Depuis quelques années, beaucoup de gens sont venus raconter à Yolande l'antisémitisme qui existait dans leur famille, dans leur milieu, alors qu'elle n'avait pas cherché à recueillir ce genre de renseignements. " A mon grand étonnement, j'ai pu les entendre, sans être blessée, sans les juger. C'était une façon de dire que l'antisémitisme avait existé là où on vivait, mais de le dire sans culpabilité, comme une histoire dont on a envie de se séparer en la nommant. Pour moi, il est évident que si Jules avait pu parler de ce qui lui arrivait, tout aurait été différent. D'ailleurs, quand il parle, tout change. Mais trop tard. " Le film ne traite pas de la déportation et ne parle pas de l'horreur qui s'est passée. Il ne traite donc pas vraiment de l'Allemand Nazi. Le vis-à-vis, c'est la police française mais avec un personnage qui apparemment n'est pas le plus terrible des policiers, même pas antisémite. " Quand j'étais petite, si on me demandait ce qui me ferait le plus plaisir, je disais que j'aurais aimé être une minute dans le corps des autres, pour sentir ce qu'ils ressentent, comprendre comment ils voient les choses. En tournant 'Caste criminelle en Inde', j'ai compris que j'étais pour les gens que je filmais un mystère aussi grand qu'ils l'étaient pour moi. Ce film, c'est un peu l'invitation que je fais : venez voir un peu comment on se sent dans la peau d'un presque étranger, d'un traître presque résistant, un graçon qui est entre plusieurs places ".

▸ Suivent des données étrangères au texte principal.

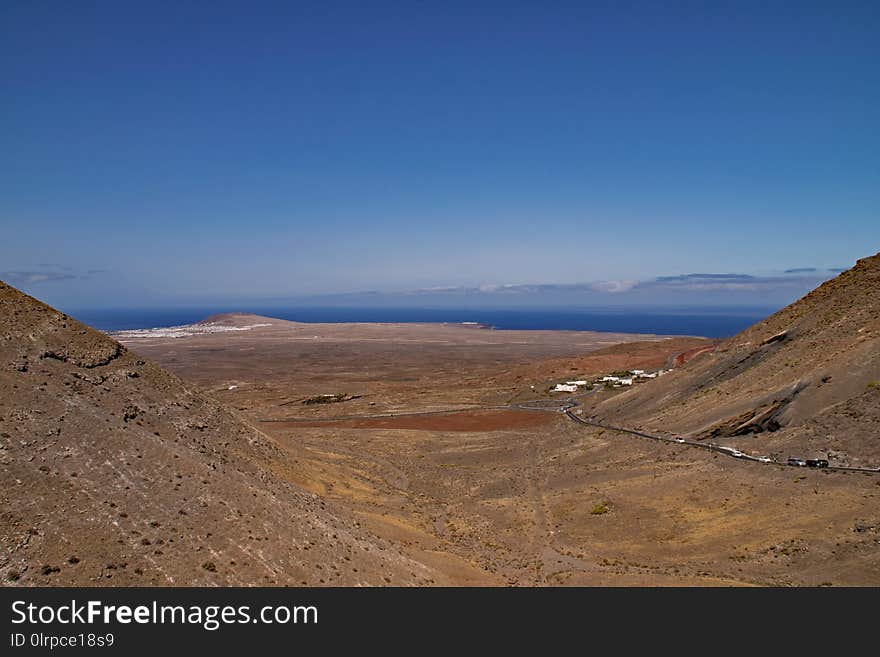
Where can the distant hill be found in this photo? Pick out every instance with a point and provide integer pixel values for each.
(115, 472)
(806, 378)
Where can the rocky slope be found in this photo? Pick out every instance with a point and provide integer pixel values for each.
(115, 472)
(807, 378)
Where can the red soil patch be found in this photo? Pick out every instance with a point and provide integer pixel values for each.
(499, 420)
(690, 354)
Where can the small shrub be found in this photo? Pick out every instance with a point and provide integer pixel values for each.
(600, 508)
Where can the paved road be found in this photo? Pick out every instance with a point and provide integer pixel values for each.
(566, 405)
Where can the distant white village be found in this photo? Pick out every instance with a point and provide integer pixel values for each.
(612, 380)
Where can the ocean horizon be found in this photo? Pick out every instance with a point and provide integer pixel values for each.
(715, 322)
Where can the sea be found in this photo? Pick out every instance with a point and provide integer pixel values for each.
(716, 322)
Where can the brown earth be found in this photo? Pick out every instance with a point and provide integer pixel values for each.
(473, 421)
(116, 472)
(803, 382)
(558, 502)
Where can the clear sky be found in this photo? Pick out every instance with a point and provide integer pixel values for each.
(195, 151)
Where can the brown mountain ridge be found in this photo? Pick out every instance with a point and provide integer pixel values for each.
(806, 378)
(116, 472)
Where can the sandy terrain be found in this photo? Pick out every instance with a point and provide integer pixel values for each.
(511, 497)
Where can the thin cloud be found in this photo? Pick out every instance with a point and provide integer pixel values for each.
(30, 277)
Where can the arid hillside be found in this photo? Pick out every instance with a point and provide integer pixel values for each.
(807, 378)
(116, 472)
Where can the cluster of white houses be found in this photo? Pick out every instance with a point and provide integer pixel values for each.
(616, 381)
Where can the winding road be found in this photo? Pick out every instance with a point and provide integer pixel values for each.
(566, 405)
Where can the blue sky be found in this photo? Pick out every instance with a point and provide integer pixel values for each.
(189, 152)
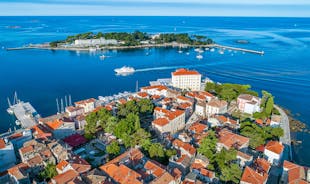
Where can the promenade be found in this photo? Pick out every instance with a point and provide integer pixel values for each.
(286, 138)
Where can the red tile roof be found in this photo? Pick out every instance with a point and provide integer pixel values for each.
(296, 173)
(275, 147)
(155, 169)
(161, 121)
(2, 144)
(121, 174)
(186, 146)
(142, 94)
(54, 124)
(198, 128)
(184, 71)
(252, 177)
(62, 164)
(75, 140)
(169, 114)
(230, 139)
(66, 177)
(263, 164)
(157, 87)
(84, 102)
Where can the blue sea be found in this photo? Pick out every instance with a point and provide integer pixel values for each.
(41, 76)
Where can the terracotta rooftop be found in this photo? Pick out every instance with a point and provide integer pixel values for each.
(142, 94)
(184, 71)
(19, 171)
(84, 102)
(251, 176)
(161, 121)
(155, 169)
(230, 139)
(296, 173)
(27, 149)
(170, 114)
(62, 164)
(275, 147)
(198, 128)
(186, 146)
(164, 178)
(247, 97)
(217, 103)
(157, 87)
(263, 164)
(66, 177)
(2, 144)
(121, 174)
(55, 124)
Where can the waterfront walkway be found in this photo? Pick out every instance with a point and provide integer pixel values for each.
(286, 138)
(72, 48)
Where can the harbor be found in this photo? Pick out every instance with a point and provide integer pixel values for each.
(24, 112)
(89, 49)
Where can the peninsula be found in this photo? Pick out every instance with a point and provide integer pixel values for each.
(181, 129)
(125, 40)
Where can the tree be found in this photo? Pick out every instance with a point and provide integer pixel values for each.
(156, 150)
(110, 124)
(269, 106)
(208, 147)
(145, 106)
(48, 172)
(113, 148)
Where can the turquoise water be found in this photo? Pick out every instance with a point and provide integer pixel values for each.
(41, 76)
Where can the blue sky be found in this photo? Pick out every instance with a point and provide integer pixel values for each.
(277, 8)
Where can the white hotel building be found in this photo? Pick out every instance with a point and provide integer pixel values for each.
(186, 79)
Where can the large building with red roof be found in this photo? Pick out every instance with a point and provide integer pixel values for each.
(273, 151)
(168, 121)
(186, 79)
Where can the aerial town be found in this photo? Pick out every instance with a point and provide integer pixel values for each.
(182, 129)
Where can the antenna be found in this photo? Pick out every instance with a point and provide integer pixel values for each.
(70, 102)
(9, 102)
(66, 101)
(62, 105)
(137, 86)
(57, 105)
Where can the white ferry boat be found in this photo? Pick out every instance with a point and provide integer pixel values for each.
(124, 70)
(199, 56)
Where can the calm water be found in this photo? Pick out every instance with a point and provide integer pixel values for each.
(42, 76)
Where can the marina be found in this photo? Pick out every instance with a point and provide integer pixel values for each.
(26, 115)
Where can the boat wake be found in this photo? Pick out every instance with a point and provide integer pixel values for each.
(166, 68)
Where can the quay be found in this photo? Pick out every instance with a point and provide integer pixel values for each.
(239, 49)
(70, 48)
(24, 112)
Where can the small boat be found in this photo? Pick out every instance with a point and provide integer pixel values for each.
(124, 70)
(17, 122)
(102, 57)
(91, 49)
(199, 56)
(10, 110)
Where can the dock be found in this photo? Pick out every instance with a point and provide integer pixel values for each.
(25, 114)
(239, 49)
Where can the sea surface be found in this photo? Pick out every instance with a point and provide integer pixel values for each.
(41, 76)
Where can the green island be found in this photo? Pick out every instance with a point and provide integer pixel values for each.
(136, 38)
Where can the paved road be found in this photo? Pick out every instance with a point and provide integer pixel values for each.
(286, 138)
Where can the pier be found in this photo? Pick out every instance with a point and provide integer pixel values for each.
(239, 49)
(70, 48)
(24, 112)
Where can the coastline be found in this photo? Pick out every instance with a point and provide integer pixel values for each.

Yolande et Gérard Brach ont écrit le scénario de manière radicale, en faisant en sorte que la trahison devienne le centre du film.

Yolande Zauberman : " La position de Jules dans le film est proche de ma position de cinéaste. Je n'aime que le présent, il y a quelque chose dans le passé à quoi je suis allergique. Je fais des films d'époque avec une sorte de rapport phobique à la nostalgie, des films sur le passé où je veux rejoindre le présent de l'époque. Gérard Brach avait d'ailleurs lui aussi ce genre de phobie ; il s'était même juré de ne jamais écrire sur ce sujet. " Yolande voulait tourner dans des endroits qui existaient à l'époque et qui représentaient alors une certaine modernité. Comme le film se passe dans un milieu assez populaire, l'équipe a choisi les cités ouvrières des années 30 dans lesquelles on sent un réel souci de bien-être. " On s'est retrouvé dans cet environnement très proche de ce qu'on voit aujourd'hui. Dans les décors mais aussi dans les costumes. " Il y a eu un minimum de reconstitution. Les acteurs sont habillés comme à l'époque et presque comme aujourd'hui aussi. " Tous les repères vestimentaires sont presque invisibles et c'est ça qui m'intéressait pour parler de ces personnages qui sont des presque étrangers. Qui ont l'air d'avoir tous les signes de reconnaissance des autres personnes, mais qui ont une légère différence, presque invisible. " Le détail vestimentaire n'apparaît pas comme un repère historique dans ce film.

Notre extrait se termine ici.